What led Tillinghast to turn to poetry once and for all? Two words: The Mountain. That’s how graduates of the University of the South in Sewanee refer to the school’s setting. That’s where Tillinghast studied literature with the school’s superb faculty. And that’s where he was taught modern poetry by Monroe Spears, who had Tillinghast’s poems first published. But Tillinghast didn’t stop his studies there. He went to Harvard for his M.A. and Ph.D., and he found in one of his teachers there, Robert Lowell, not only a model and champion of his work but also a friend — and subject too in Tillinghast’s critical memoir Robert Lowell’s Life and Work: Damaged Grandeur (1995).
Travel, during these years of grad-school study, was never far from Tillinghast’s mind, however, and how could it have been otherwise? From 1964 to 1966, he was editor-in-chief of Let’s Go: The Student Guide to Europe. That year 1964 holds even added importance. It is the year Tillinghast first set foot in Istanbul. And it is hardly the last time he set off for new parts: among them, teaching posts at the University of California at Berkeley, San Quentin Prison, and the University of Michigan, where Tillinghast taught until retiring in 2005.
It hasn’t been academics full time, all the time, though. Tillinghast has studied under a Sufi master. He’s led the transcendental hippie life in California. He’s trekked to Nepal, Afghanistan, Pakistan, and India. He’s moved wife and children to Ireland and written of that country in Finding Ireland: A Poet’s Explorations of Irish Literature and Culture (2008). He’s even taken time off from his teaching career to act as an expert Volkswagen mechanic. What Tillinghast has not stopped is writing, be it poetry or be the subject his travels.

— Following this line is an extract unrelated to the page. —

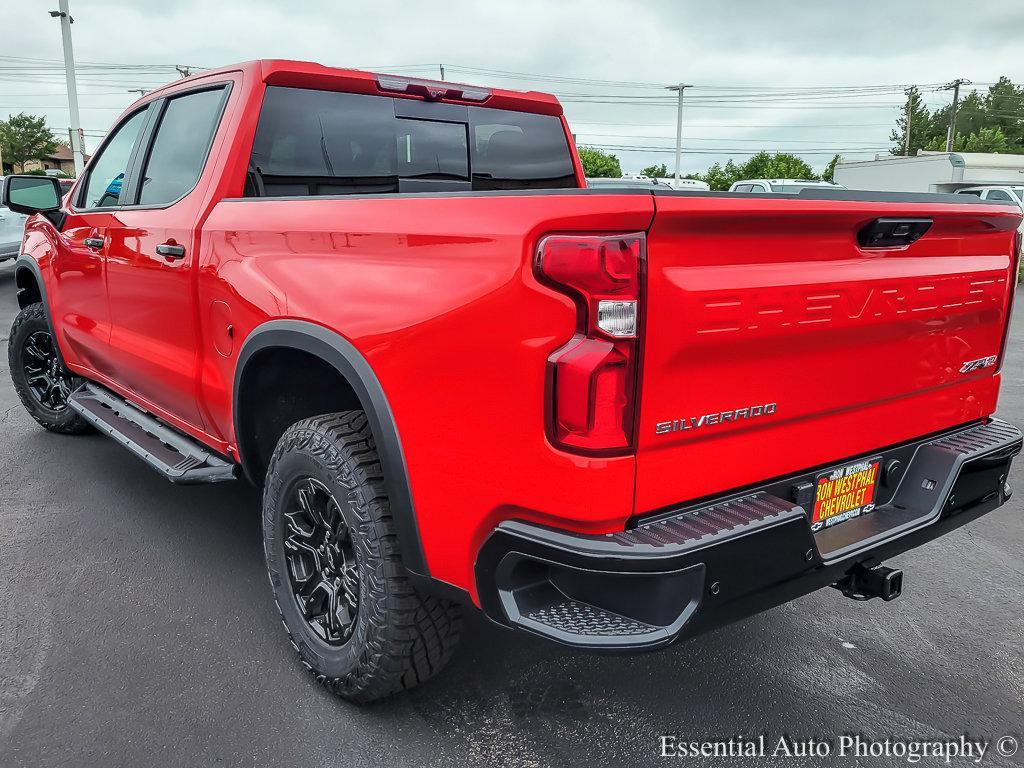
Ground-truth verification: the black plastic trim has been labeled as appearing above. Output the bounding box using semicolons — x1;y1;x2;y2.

Which brings us to Breakfast at the Airport: A Book of Places, which isn’t yet a finished book. It is the title of the manuscript Tillinghast is at work on now, and in among chapters devoted to India and Nepal, Ireland and England, the American West and Hawaii, there is this: “… a joy, and a sadness in coming back. There is a joy in the sense of belonging, of possessing and being possessed by the land where you were born.”
The quote isn’t from Richard Tillinghast, however. It’s from Memphis artist Carroll Cloar. But Tillinghast uses that quote to open his essay “Memphis: History and Memory” — an essay that more than sketches for general readers the story of the poet’s hometown. It is an essay that recalls scenes from the author’s own upbringing — his grandmother on the phone giving “Boss” Crump “a piece of her mind” over some local issue, visits with his uncle to the Tennessee Club off Court Square, dances during Cotton Carnival, lunch at the Little Tea Shop, his father’s office in the Sterick Building — in a city meant not for forgetting but remembering.
It is a city that is, in Richard Tillinghast’s words, “anything but ordinary.” It is, also according to Richard Tillinghast, not the “stifling and benighted place” he mistook it to be when he set off for Sewanee and beyond. It is, in fact, “a singular place,” and he counts himself “lucky” to have grown up in it.
Memphis: He calls it “conflicted” and “untidy.’ The city’s history: “altogether unlikely,” even “strange” — “a storied place.”
As with that city on the Bosphorus, so too the Bluff City on the Mississippi.